Ch7 Multiple Regression Analysis with Qualitative Information

A Single Dummy Independent Variable

  • We often capture binary information by defining binary variable or a zero-one variable.$$\text { female }= \begin{cases}0, & \text { if the individual is man } \\ 1, & \text { if the individual is woman }\end{cases}$$

  • zero-one leads to natural interpretations of the regression parameters

  • 假设 $$\text { wage }=\beta_0+\delta_0 \text { female }+u$$

  • If we estimate the model using OLS$$\begin{aligned}
    & \hat{\beta_0}=\overline{w a g e_{m e n}} \\
    & \hat{\delta_0}=\overline{w a g e_{women}}-\overline{w a g e_{m e n}}\end{aligned}$$

  • If we regress $y$ on a dummy variable $x$, then the OLS estimate of the intercept represents the sample average of $y$ when $x=0$, the OLS estimate of the slope coefficient represents the difference between the sample average of $y$ when $x=1$ and $x=0$.

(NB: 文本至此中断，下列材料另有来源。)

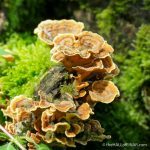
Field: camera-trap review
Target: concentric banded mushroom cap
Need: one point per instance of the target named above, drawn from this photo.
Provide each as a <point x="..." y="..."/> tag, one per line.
<point x="49" y="29"/>
<point x="103" y="91"/>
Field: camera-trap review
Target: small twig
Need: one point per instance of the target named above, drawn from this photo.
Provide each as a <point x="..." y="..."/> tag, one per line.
<point x="11" y="137"/>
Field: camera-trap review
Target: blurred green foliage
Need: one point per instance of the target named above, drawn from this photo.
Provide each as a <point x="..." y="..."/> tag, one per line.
<point x="124" y="23"/>
<point x="32" y="60"/>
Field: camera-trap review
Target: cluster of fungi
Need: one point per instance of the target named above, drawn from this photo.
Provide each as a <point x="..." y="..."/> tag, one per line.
<point x="64" y="118"/>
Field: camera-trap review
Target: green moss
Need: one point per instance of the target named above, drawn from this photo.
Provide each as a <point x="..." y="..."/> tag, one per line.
<point x="68" y="88"/>
<point x="32" y="60"/>
<point x="136" y="70"/>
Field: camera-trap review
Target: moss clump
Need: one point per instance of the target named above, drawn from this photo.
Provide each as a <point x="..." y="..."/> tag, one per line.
<point x="32" y="60"/>
<point x="68" y="88"/>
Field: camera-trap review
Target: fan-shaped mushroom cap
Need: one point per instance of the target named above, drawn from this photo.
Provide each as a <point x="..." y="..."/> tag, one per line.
<point x="64" y="106"/>
<point x="84" y="111"/>
<point x="103" y="91"/>
<point x="10" y="127"/>
<point x="73" y="131"/>
<point x="49" y="29"/>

  • 当增加变量时,例如 $$w a g e=\beta_0+\delta_0 \text { female }+\beta_1 e d u c+u$$

  • $δ_0$ is the difference in hourly wage between women and men, given the same amount of education.

线性相关

  • $wage=\beta_0 + \beta_1female+u$ 是可以的
    • 选定了 male 作为 baseline group
  • $wage=\beta_0 male + \beta_1female+u$ 是可以的
  • $wage=\beta_0+\beta_1 male + \beta_2female+u$ 是不行的

Without intercept

  • $wage=\beta_0 male + \beta_1female+u$ 没有截距,在解释和计算检验的时候不方便,并且 $R^2$ 可能是负的。
  • In general, if there is no intercept in the regression model, the $R^2$ could be negative.
  • To address the issue, some researchers use the uncentered R-squared when there is no intercept in the model$$R_0^2=1-\frac{S S R}{S S T_0},$$where $S S T_0=\sum_{i=1}^N y_i^2$.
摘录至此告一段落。